ELI5: Explain Like I'm 5

Multiple-effect evaporator

Okay kiddo, you know how sometimes you have a lot of water in a cup and you want to make it just a little bit of juice by getting rid of some of the water? That's what an evaporator does, but for grown-up stuff.

A multiple-effect evaporator is like having many cups of water and juice on top of each other. Here’s how it works:

Let’s say we have a lot of water that we want to turn into juice, but we don’t want to waste it. We put all the water in the first cup and we heat it until it starts to turn into steam. The steam that comes out, which is the juice we want, goes into the second cup on top of the first cup. We heat up the second cup too, and because the steam from the first cup is now going into the second cup, less heat is needed this time to turn it into more steam.

Now, the steam that comes out of the second cup goes into the third cup which is on top of it. Because it already has heat from the steam coming from the second cup, it needs even less heat than the first two cups to evaporate the water.

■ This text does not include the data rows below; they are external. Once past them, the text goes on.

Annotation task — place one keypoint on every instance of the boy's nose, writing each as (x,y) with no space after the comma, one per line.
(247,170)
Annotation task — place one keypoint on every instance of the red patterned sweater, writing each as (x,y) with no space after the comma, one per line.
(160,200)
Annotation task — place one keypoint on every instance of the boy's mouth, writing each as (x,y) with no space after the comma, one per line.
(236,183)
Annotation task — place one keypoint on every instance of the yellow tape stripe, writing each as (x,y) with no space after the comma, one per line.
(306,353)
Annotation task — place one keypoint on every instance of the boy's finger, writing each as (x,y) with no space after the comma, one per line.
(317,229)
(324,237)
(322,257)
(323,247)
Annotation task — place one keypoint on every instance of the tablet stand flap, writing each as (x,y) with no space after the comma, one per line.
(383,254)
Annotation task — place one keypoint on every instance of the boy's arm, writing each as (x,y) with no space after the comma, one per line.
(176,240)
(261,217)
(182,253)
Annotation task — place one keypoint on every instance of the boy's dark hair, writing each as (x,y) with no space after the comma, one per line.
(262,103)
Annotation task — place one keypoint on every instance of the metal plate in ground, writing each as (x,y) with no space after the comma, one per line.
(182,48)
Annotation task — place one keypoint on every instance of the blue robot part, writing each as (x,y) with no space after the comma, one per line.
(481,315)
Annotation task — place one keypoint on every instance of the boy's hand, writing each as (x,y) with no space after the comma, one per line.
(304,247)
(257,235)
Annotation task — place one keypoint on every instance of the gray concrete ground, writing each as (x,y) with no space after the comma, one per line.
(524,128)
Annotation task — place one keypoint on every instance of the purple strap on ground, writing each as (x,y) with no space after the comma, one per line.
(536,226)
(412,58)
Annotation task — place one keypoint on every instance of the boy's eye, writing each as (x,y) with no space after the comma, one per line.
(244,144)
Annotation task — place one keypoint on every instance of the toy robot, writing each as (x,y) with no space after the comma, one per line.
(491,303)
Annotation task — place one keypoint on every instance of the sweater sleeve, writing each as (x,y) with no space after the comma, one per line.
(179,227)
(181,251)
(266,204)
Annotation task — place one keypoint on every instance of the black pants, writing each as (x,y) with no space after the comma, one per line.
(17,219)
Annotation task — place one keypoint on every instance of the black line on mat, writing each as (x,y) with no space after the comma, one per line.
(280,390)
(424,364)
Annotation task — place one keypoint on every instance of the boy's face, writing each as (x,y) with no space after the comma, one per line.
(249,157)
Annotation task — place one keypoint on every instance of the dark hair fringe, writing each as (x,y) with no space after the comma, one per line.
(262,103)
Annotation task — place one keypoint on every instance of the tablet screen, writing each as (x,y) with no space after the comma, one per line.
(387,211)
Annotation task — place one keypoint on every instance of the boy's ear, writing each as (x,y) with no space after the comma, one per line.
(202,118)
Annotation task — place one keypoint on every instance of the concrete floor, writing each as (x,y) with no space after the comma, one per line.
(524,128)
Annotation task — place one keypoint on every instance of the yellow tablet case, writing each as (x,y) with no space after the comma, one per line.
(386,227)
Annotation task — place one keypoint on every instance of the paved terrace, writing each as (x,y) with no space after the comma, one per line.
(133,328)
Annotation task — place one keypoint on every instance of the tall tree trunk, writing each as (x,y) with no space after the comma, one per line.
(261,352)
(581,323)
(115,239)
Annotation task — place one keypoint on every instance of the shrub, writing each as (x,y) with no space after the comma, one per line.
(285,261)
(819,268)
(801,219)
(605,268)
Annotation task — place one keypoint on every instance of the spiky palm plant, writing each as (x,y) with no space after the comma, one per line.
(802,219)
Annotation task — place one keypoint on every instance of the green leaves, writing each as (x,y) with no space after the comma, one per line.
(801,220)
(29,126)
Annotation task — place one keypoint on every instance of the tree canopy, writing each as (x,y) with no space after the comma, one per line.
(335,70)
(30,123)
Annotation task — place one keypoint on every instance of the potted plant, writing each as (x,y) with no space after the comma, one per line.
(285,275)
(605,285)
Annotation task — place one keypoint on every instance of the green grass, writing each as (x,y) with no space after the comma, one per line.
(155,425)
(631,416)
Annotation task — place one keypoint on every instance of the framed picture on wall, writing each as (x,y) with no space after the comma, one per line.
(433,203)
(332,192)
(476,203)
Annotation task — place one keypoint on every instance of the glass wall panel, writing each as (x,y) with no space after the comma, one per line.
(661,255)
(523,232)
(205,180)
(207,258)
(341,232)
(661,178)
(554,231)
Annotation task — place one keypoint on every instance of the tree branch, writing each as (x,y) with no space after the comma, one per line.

This process keeps happening, with steam from each cup going into the next one until we have just a little bit of water left at the end, and lots of juice!

The cool thing is that we don't need to heat up all of the water every time. We can just heat up the first cup, and then the steam from that one helps the next one and so on, so we save a lot of energy.

So, a multiple-effect evaporator is like having many cups of water on top of each other that help each other to make juice by using less heat every time. Isn't science cool?